Mr. Upton, in the Words of the Gipper...

Recalling Reagan's great rejoinder to the accusation during the presidential debates of getting something factually wrong, I say to you, Congressman Upton: "There you go again."

Let's look at the facts. The chart below illustrates the trends in U.S. oil consumption and production since the 1970s (the difference in the two is the amount of oil imported). It is true, as Upton claims, that U.S. production increased modestly during the first Reagan administration. This period saw a huge drop in consumption as well.

Source: U.S. Energy Information Administration (from data here and here).

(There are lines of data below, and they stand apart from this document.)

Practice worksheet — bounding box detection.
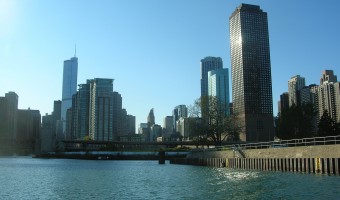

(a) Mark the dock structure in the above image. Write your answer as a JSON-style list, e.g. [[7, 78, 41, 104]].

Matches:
[[170, 158, 340, 175], [170, 136, 340, 175]]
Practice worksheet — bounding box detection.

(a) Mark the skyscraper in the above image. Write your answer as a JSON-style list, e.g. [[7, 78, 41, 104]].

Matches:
[[288, 75, 305, 107], [172, 105, 188, 131], [318, 70, 340, 122], [5, 92, 20, 139], [201, 56, 223, 97], [208, 69, 230, 116], [229, 4, 274, 141], [89, 78, 114, 141], [60, 57, 78, 138]]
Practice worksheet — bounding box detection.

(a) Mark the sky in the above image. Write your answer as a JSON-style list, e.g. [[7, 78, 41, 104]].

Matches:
[[0, 0, 340, 128]]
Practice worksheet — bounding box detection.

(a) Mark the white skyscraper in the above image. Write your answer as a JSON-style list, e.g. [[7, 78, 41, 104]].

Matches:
[[58, 56, 78, 137], [208, 69, 230, 116], [288, 75, 305, 106]]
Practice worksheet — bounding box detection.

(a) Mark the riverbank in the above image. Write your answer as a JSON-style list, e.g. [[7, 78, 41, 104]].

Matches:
[[33, 151, 189, 160]]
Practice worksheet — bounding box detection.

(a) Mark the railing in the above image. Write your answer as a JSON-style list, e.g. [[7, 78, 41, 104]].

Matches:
[[194, 135, 340, 151]]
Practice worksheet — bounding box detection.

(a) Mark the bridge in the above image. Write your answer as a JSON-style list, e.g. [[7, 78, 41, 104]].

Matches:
[[62, 140, 226, 151]]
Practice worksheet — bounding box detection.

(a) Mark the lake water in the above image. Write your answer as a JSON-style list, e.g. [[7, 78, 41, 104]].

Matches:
[[0, 157, 340, 200]]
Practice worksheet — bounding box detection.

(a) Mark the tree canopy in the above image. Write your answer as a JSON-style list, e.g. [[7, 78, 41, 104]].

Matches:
[[189, 96, 242, 146], [318, 110, 340, 137], [276, 104, 316, 140]]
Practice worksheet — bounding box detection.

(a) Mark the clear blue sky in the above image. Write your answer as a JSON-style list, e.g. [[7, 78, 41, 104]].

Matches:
[[0, 0, 340, 130]]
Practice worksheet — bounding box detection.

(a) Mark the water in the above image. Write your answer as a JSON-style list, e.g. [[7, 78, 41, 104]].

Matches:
[[0, 157, 340, 200]]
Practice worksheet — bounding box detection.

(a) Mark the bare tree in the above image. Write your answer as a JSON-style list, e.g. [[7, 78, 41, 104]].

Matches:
[[189, 96, 243, 146]]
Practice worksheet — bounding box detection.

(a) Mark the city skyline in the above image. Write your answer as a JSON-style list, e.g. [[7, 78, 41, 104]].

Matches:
[[0, 1, 340, 127]]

The problem is that these trends began well before Reagan took office. How can Mr. Upton look at these data and infer that Reagan administration policies caused the modest uptick in domestic oil production?

Could it be that he is really a closet physicist and is invoking a strange-particle-mediated quantum-entanglement time-warp wormhole to allow policies invoked in 1981 (when he took office) to affect oil production in the 1970s? Not.

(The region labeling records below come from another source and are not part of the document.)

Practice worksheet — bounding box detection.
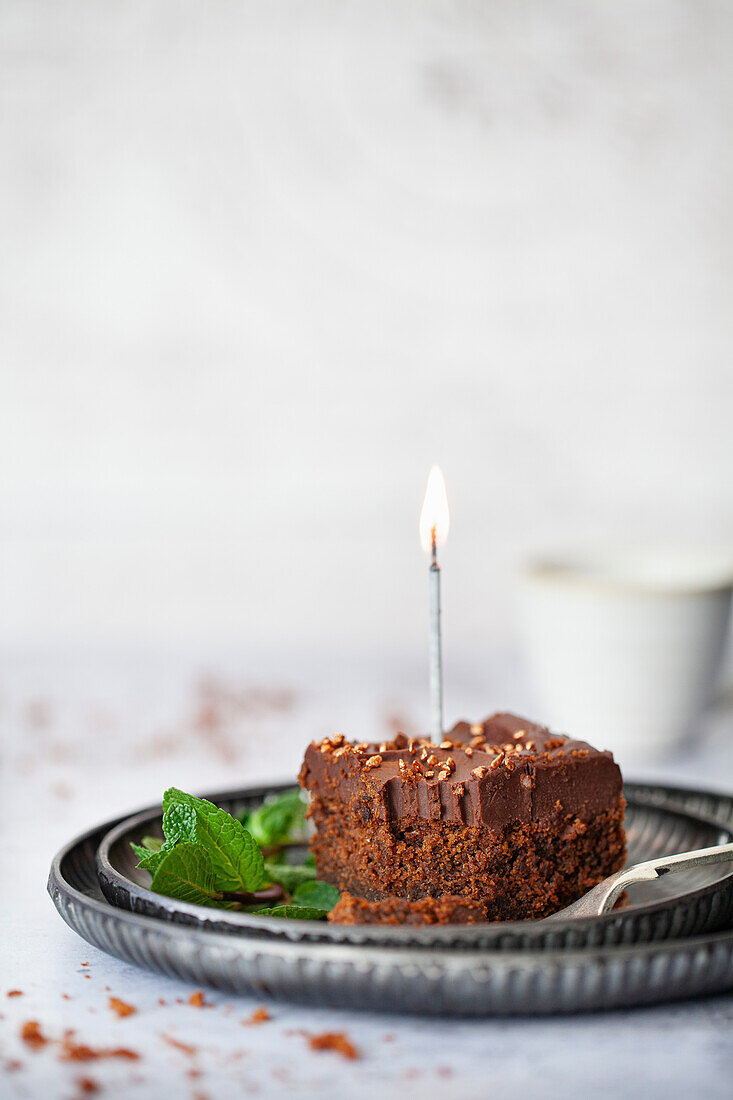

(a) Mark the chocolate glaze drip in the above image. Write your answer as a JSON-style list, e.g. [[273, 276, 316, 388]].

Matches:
[[300, 714, 622, 828]]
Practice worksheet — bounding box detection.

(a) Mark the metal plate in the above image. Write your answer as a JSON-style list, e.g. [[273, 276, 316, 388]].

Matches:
[[91, 784, 733, 950], [48, 800, 733, 1016]]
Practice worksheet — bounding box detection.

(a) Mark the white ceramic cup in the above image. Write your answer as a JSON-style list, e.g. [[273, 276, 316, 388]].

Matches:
[[522, 551, 733, 759]]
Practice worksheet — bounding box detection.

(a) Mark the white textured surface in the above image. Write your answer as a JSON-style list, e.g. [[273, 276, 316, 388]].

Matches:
[[0, 653, 733, 1100], [0, 0, 733, 653]]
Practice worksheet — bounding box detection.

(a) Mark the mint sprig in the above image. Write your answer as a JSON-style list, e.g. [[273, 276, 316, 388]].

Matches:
[[147, 842, 228, 909], [131, 787, 339, 921], [255, 905, 326, 921], [163, 787, 264, 893]]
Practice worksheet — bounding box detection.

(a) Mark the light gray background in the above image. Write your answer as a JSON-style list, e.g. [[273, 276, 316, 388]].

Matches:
[[0, 0, 733, 660], [0, 8, 733, 1100]]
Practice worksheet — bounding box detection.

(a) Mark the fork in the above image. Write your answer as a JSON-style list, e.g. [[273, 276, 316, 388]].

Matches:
[[545, 844, 733, 921]]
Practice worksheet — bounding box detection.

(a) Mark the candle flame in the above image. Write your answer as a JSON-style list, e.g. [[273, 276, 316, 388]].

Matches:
[[420, 466, 450, 553]]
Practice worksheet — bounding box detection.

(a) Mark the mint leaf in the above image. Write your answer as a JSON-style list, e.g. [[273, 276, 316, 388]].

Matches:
[[293, 882, 340, 913], [130, 836, 174, 875], [142, 836, 163, 851], [255, 905, 326, 921], [163, 787, 264, 892], [151, 842, 229, 909], [247, 790, 306, 847], [264, 862, 316, 893], [163, 787, 196, 844], [130, 842, 165, 875]]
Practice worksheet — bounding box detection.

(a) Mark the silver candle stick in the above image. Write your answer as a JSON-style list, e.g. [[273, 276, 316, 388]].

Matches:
[[430, 527, 442, 745], [420, 466, 450, 744]]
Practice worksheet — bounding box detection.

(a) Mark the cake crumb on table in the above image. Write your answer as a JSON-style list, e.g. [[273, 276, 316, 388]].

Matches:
[[21, 1020, 48, 1051], [308, 1032, 361, 1059], [242, 1007, 272, 1027], [109, 997, 138, 1016], [76, 1077, 101, 1096]]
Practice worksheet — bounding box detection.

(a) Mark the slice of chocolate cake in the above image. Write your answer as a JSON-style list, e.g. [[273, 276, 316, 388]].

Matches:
[[299, 714, 625, 923]]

The Likely Explanation: Skyrocketing Prices

If we reject the wormhole thing, what can possibly explain the uptick in production (and downward trend in consumption) that began in the 1970s? I think it's pretty obvious and I suspect most economists would agree with me. Both were almost certainly in response to the huge oil shock the country experienced. Skyrocketing prices stimulated more production and encouraged consumers to use less.

If you're not convinced, take a look at what happened in the mid-80s as prices declined. Right in the middle of the Reagan presidency (and its supposedly enlightened free-market policies), U.S .production began to decline, while consumption (and oil imports, by the way) climbed. This trend, which began in the Reagan years, has continued more or less unabated (until the recession of 2008/09).

The Sad Facts: There They Go Again

In 1973 President Nixon launched Project Independence with the goal of making the United States energy independent by 1980. Instead of meeting that goal, he and every president since (with the possible exception of Jimmy Carter*) has presided over an energy policy that has placed us ever more dependent on foreign oil and -- because oil is a fungible, global commodity -- ever more dependent on one of the most unstable and anti-American regions of the world. During the early years of the Reagan administration things were moving in the other direction, but the policies the administration adopted either failed to prevent them from reversing, at best, or caused them to reverse, at worst.

When it comes to energy, many would agree we're in a pickle -- and a pickle we would like to get out of. How to do this? We can and will, no doubt, have a healthy debate about that. And while some would have it otherwise, climate change must be part of that debate. But the one thing we don't want is to allow nostalgia for the Gipper to seduce us into following policies that help set in motion the forces that got us to where we now find ourselves.

Note

* Jimmy Carter is the only president in this time period to leave office with growing domestic production as well as declining consumption. This is a fact, and there is no claim intended that Carter's policies did or did not cause these trends.